Field: .n		Name: n Nibble Field
Start: nibble 0 	Size: n nibbles 	Example: MOVE.8 @D0,A

+---+-	-  -  -+---+---+---+-  -  -  -+---+---+
|   |	       |   |n-1 n-2		1   0 |
+---+-	-  -  -+---+---+---+-  -  -  -+---+---+



Field. .Pn		Name: n from Pointer Field
Start: nibble P 	Size: n nibbles 	Example: MOVE.P3 6,C

+---+-	-  -  -+---+---+-  -  -  -+---+---+---+-  -  -	-+---+
|   |	       |   |P+n-1	   P+1	P |   | 	 |   |
+---+-	-  -  -+---+---+-  -  -  -+---+---+---+-  -  -	-+---+



Control Registers
=================


In addition to the data and address registers (A, B, C, D, R0, R1,
R2, R3, R4, D0, D1, and P) the CPU also has some registers devoted to
control, status, and I/O.

The control registers are 20 bits long and include the program
counter (PC) and the eight level return stack (RSTK). Instructions
that directly reference the PC or the return stack use all five
nibbles (the .A field).

	MOVE.A	reg,PC		; reg A or C
	MOVE.A	PC,reg		; reg A or C
	MOVE.A	@reg,PC 	; reg A or C
	SWAP.A	reg,PC		; reg A or C
	PUSH.A	C
	POP.A	C

The PC and RSTK are indirectly modified by JUMP, BRANCH, CALL, and
RETURN instructions.  One level of the return stack must be available
for interrupt handling, leaving seven for program use.


Status Registers
================


The status registers include: the carry bit (C), the 16 bit status
register (ST), and the 4 bit hardware status register (HST).  Each
bit of these registers can be set or cleared individually and can be
tested as part of a conditional branch or return.

The lower 12 bits (.X field) of ST can be cleared, moved, or swapped
together:

	CLR.X	ST
	MOVE.X	ST,C
	MOVE.X	C,ST
	SWAP.X	C,ST

The carry bit is set or cleared indirectly by arithmetic operations.
The RETSETC and RETCLRC instructions do this directly.

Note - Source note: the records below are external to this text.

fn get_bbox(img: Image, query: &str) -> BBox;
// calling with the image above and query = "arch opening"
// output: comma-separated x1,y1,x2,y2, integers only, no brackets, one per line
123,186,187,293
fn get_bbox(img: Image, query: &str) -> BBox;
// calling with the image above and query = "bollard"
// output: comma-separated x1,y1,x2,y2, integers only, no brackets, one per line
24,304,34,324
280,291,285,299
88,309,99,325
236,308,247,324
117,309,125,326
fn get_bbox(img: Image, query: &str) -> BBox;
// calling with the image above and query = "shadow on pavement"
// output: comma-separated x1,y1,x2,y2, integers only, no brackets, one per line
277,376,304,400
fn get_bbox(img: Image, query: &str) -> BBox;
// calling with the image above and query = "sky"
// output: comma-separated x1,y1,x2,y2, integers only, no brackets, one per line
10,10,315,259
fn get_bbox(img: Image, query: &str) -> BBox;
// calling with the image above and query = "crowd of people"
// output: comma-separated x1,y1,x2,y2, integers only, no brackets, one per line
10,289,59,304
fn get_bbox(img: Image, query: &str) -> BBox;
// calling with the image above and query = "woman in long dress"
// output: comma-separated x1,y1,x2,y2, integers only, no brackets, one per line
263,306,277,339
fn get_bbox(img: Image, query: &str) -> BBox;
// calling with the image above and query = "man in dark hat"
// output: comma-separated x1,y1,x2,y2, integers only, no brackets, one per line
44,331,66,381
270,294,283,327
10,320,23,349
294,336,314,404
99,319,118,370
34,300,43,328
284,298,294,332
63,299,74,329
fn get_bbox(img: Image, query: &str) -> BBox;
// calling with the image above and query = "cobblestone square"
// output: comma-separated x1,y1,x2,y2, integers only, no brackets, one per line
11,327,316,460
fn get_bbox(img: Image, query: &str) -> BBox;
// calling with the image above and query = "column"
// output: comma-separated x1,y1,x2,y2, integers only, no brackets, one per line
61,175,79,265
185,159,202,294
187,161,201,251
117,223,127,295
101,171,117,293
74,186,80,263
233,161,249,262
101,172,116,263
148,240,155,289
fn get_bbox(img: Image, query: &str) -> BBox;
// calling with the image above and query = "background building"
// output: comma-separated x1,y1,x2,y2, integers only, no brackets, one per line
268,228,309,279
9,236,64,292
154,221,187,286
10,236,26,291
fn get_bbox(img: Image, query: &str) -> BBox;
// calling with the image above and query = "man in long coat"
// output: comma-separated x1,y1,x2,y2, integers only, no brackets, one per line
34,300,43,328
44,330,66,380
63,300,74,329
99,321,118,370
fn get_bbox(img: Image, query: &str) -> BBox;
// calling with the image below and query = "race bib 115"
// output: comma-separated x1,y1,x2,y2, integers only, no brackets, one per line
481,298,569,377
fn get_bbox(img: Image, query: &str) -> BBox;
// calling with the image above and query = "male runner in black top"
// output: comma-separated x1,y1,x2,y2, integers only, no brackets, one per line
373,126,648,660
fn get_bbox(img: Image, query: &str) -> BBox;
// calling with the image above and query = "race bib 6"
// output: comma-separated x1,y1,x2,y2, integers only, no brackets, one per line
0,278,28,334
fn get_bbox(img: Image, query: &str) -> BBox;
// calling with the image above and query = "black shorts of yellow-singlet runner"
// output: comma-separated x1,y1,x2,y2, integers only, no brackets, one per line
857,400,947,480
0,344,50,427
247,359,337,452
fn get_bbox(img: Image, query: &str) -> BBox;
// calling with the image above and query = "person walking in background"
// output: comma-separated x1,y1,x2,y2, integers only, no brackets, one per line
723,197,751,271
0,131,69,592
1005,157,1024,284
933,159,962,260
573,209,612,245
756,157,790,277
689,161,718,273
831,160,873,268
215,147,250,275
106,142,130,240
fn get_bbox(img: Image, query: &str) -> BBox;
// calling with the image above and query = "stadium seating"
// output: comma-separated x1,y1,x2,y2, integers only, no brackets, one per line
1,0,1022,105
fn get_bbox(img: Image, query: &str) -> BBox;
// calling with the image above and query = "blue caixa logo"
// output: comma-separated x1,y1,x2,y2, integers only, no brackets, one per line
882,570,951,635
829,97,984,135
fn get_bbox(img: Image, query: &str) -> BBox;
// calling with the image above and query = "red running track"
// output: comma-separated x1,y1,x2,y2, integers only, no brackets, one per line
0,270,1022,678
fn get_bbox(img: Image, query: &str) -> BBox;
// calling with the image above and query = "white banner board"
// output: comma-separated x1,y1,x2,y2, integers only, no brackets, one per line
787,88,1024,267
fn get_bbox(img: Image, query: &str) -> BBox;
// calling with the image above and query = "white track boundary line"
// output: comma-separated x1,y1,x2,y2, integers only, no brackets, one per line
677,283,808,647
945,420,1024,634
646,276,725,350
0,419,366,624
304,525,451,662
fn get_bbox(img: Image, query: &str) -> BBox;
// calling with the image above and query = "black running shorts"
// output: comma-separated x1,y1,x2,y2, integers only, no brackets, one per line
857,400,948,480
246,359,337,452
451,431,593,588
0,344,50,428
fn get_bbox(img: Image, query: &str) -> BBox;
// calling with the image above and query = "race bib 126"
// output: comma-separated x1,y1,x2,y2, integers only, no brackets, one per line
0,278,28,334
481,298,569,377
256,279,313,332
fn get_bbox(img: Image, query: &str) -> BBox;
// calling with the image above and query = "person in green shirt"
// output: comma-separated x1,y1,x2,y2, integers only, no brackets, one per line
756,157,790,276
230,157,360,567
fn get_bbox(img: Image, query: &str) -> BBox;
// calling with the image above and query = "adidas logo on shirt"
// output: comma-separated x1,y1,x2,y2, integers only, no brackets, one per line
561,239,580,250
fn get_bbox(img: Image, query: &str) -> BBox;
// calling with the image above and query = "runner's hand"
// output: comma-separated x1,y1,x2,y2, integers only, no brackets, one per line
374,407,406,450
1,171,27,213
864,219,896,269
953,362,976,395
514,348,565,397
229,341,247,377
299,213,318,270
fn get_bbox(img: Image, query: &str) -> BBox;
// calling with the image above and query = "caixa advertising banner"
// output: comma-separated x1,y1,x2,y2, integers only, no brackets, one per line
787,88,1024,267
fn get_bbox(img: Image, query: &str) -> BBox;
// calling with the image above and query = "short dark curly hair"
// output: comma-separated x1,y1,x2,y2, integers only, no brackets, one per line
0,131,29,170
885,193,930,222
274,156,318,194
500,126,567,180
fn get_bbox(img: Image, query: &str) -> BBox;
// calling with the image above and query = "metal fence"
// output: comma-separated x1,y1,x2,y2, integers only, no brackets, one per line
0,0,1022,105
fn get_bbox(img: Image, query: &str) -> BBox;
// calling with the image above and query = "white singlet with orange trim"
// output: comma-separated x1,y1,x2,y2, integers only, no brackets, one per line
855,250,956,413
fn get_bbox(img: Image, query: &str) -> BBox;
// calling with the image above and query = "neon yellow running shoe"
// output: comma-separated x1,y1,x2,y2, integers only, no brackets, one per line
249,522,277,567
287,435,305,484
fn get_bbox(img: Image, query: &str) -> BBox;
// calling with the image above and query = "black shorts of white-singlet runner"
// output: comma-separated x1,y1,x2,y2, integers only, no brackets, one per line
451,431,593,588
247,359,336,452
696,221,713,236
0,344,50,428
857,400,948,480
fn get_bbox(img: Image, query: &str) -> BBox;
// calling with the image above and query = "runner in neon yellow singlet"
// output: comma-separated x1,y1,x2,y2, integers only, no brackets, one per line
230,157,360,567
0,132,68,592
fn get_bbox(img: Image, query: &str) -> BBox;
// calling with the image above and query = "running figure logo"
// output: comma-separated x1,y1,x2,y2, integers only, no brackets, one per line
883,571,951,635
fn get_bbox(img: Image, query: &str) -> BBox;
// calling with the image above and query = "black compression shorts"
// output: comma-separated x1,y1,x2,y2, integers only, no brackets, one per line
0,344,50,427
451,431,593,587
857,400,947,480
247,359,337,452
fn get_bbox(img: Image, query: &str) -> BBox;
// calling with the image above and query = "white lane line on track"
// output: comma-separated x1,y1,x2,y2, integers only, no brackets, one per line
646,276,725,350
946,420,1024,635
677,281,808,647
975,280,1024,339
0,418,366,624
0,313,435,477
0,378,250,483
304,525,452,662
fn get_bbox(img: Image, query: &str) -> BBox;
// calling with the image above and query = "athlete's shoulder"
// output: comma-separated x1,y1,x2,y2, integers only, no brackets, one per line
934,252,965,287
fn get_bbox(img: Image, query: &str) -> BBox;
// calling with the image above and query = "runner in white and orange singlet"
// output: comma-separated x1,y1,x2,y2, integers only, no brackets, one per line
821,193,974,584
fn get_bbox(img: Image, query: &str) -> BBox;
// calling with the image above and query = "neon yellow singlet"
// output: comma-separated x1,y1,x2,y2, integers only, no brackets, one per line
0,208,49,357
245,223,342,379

The hardware status register is made up of the XM, SB, SR, and MP
flags.	These can be cleared together or in any combination.  The XM
bit (eXternal Module Missing) is set when the nibbles 00 are executed
(the RETSETXM instruction) which happens when you jump to nonexistent
memory.  SB (the Sticky Bit) is set whenever a non-zero bit is
shifted out the right end of a register.  The SR bit (Service
Request) is set by the SREQ instruction when there is an outstanding
service requests (polling).  I do not know how the MP (Module Pulled)
bit is set (perhaps when power is lost).


I/O Registers
=============

Finally, there are a 16 bit input register (IN) and a 12 bit ouput
register (OUT).  The input register is used to read the keyboard, and
the output register to control the beeper.


Summary
=======

Below is a table of all the registers in the CPU.  Registers that
are used by the system are marked with *.  The system only uses the
low 20 bits of these registers, which must be restored after use.
Since R4 and RSTK are used by interrupts, you should never change
the lower 20 bits of R4 nor PUSH/CALL more than seven addresses
onto the return stack.

  16 nibbles	   5 nibbles
 Data	 Temp	 Addr	 Ctrl	 Stat	 I/O	Pntr
------	------	------	------	------	-----  ------
  A	  R0	  D0*	  PC	  C	 IN	 P*
  B*	  R1	  D1*	 RSTK*	  ST ?	 OUT
  C	  R2			  HST
  D*	  R3
	  R4*


CPU Bugs
========

The CPU has some bugs in it, instructions that do now work correctly.
I have run into some, but they are difficult to accurately characterize.
When NOTHING else explains your problem, suspect a bug in the processor.
Two bugs that I have seen explicitly stated are:

1.  SETHEX may not work unless preceded immediately by SETDEC.
(Reference: W.Meir).

2.  The 818 opcodes (ADD.f x,reg and SUB.f x,reg) don't always work as
advertised.  To be specific, when the field of such an instruction is
XS, S, P, or WP, and a carry (or borrow) is generated out of the most
significant nibble, it wraps around and affects the least significant
nibble.  (Reference: Dave Kaffine).